For me, the impressions of that first morning became the story of my few days there. Caused by the quietude of the simple landscape, the absence of Pete and the reticent nature of our group – my time was reflective, muted, soothing.
We spent little time in the capital city of Mariehamn itself, instead our group was led down barely plowed roads and we continuously crossed over bridges to new islands in the archipelago, losing count along the way. We pestered the driver for many photo stops at the water’s edge and up a lookout that someone just happened to notice out of the corner of their eye.Down narrow roads shrouded in evergreens, we arrived at such surprising treasures as the island’s only brewery, the Stallhagen, home to one of the world’s oldest preserved beers that was recently salvaged from a 19th century shipwreck and reproduced in their small but modern facility. And then onto meet famed Chef Michael Björklund to learn his secrets of Åland Island viagara (two shots of the below Ål-Meister Bongo should do the trick), and to taste the divinity of his food at Smakbyn. On an island as small as Åland, as remote as it is and with a tiny population, the dedication to cuisine of such high quality was unexpected and seemed improbable. But as a group we feasted on delectable mutton stew, beetroot cakes, beer (of course) and more, before hauling our stuffed selves back on the bus and off on our next excursion.
(Without Pete and his superior skills with the lens, I did the best I could to represent across the variety of experiences.)
My favourite moments however, which should be of no surprise to anyone who knows me, were spent on the water. Island hopping in winter may seem a dubious excursion, and expectantly, we encountered no others on our journey. But this is where I felt most in my element. We briefly stopped at the island of Kobba Klintar and had time to crawl nearly every inch of its rocky landscape. The few buildings used to house events were deserted as everything was boarded up for winter. We deliciously had it all to ourselves.

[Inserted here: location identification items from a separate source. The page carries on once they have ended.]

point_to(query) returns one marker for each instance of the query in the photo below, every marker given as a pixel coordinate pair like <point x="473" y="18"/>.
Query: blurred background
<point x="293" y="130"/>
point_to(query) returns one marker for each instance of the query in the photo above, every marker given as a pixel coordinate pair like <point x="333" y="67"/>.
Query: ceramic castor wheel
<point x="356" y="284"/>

On the way back to the harbour in Mariehamn, I kept my spot on the open deck while the others found warmth in the cabin of the boat. I held tight to a rail and let the wind whip by me, my body swaying with the rhythms of the boat as it twisted around islands enroute. The chill did sting but not enough to deter me from that ultimate rush of fresh air and liberty. Crazy Canadian, the others wrote me off as, my maniacal smile being the dead giveaway. I suppose I couldn’t say they were wrong.
Worried of my ability to function without my right arm named Pete – he who consistently keeps me organized and engaged and present – I surprised myself by being able to absorb the experience without fretting constantly of his absence. Instead, Åland matched my mood and indulged my introverted and silence-seeking side. I missed him but savoured the stillness.
Just before we left the airport terminal on the morning of the third day, I had learned that Pete’s bag had finally arrived in Helsinki the night before. Moments later, our flight out gave me a vista unlike any other – the sun miraculously matched our plane’s ascendance from the earth, first peeking above the horizon at the moment of our liftoff. Jubilant gasps erupted from all sides of the plane.
We were on our way back to each other and everything was alright.
how to do it
The Åland Islands are accessible by Viking Cruise Lines or flight. And cottage living is the way to go while you are there! We stayed in Jomala, about 10kms from Mariehamn, which you can also book through Viking Line.